Under the former Food Safety Management Board model, all these functions were unified, allowing for streamlined direction, specialized management, and direct advisory support to the provincial leadership without overlap.
Chairman of the Bac Ninh People’s Committee Pham Hoang Son emphasized that the province places high importance on food safety management, particularly the responsibilities of authorities at provincial, departmental, and commune levels, as well as advisory roles of sectors such as industry and trade, agriculture, health, and public security.
He acknowledged that inter-agency coordination remains largely formalistic and expressed agreement with the proposal to unify management under a single authority.
However, he cautioned that establishing a new organizational structure would be challenging. Instead, he suggested assigning responsibility to a single department, with a designated deputy director in charge and oversight from a provincial vice chairman. This approach would ensure both strategic direction and specialized management.
Chairwoman Nguyen Thanh Hai recommended accelerating the application of information technology and digital transformation in food safety management, noting that expanding staffing would be difficult.

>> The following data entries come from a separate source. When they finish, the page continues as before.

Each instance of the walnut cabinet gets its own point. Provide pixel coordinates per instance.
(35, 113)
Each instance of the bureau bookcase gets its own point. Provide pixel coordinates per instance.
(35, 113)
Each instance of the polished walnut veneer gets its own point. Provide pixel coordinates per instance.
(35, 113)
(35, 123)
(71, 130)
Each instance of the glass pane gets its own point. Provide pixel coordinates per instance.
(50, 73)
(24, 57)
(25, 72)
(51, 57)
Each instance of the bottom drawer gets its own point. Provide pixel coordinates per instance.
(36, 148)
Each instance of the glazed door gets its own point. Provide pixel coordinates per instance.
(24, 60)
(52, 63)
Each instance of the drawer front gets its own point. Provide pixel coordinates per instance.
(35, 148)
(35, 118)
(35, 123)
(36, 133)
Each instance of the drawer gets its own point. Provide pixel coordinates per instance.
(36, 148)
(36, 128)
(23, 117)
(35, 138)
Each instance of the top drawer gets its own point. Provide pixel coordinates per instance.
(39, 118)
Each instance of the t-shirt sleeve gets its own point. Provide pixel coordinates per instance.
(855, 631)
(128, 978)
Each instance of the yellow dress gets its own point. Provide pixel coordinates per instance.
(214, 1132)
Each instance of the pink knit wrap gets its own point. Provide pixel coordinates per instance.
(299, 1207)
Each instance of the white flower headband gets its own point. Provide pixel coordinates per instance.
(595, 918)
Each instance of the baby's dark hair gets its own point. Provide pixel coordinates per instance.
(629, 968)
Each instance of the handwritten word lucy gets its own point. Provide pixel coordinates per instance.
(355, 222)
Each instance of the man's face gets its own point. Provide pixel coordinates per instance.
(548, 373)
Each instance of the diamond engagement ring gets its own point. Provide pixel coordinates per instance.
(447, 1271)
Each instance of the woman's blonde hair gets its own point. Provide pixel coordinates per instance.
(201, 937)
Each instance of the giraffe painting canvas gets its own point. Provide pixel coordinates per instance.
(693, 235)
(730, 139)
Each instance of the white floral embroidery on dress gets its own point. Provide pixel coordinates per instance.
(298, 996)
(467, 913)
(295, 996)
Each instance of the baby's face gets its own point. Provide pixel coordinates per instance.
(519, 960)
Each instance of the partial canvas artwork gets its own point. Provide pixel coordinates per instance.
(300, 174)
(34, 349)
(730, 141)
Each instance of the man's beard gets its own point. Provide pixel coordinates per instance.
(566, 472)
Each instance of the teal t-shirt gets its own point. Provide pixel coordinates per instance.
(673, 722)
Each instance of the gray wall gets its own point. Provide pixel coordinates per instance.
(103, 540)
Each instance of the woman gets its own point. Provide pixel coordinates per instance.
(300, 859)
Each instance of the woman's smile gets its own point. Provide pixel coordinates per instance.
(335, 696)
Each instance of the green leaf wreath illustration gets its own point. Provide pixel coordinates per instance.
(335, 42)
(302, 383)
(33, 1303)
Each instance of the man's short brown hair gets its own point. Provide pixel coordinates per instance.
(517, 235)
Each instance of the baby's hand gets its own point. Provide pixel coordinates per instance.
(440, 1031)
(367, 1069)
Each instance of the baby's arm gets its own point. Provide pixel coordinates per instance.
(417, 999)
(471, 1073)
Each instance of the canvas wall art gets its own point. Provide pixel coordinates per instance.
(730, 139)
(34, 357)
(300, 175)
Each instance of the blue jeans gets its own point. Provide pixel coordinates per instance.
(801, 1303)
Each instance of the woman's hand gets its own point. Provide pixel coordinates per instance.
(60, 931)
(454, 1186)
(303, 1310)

She also called for stricter enforcement, stronger sanctions, and heavier penalties for violations, including the possibility of revoking business licenses for establishments that fail to meet food safety standards.
In addition, she urged a comprehensive review of food safety, particularly within the fresh food supply chain across the province.
Commitments made by businesses regarding food safety should be printed and publicly displayed at their premises. “If commitments are kept in drawers and not made public, they carry no meaning,” she stressed.
Buying and selling based on “trust”

During inspections at Ha Vi traditional market, Nguyen Thanh Hai pointed out that all fresh food products were sourced by traders without documentation, records, or invoices to verify their origin.
There were no supporting documents whatsoever, leaving consumers to rely solely on visual judgment. Similarly, vegetables and mushrooms, whether imported from China or sourced from Da Lat, were sold without proof of origin, effectively “traded on trust.”
At a facility supplying meals for 4,000 workers daily, record-keeping for food inputs was found to be largely superficial, with some logs left blank for an entire week.
According to Hai, inspection results often differ significantly from reality. To identify gaps, it is necessary to strengthen unannounced inspections across multiple stages and enhance post-inspection oversight.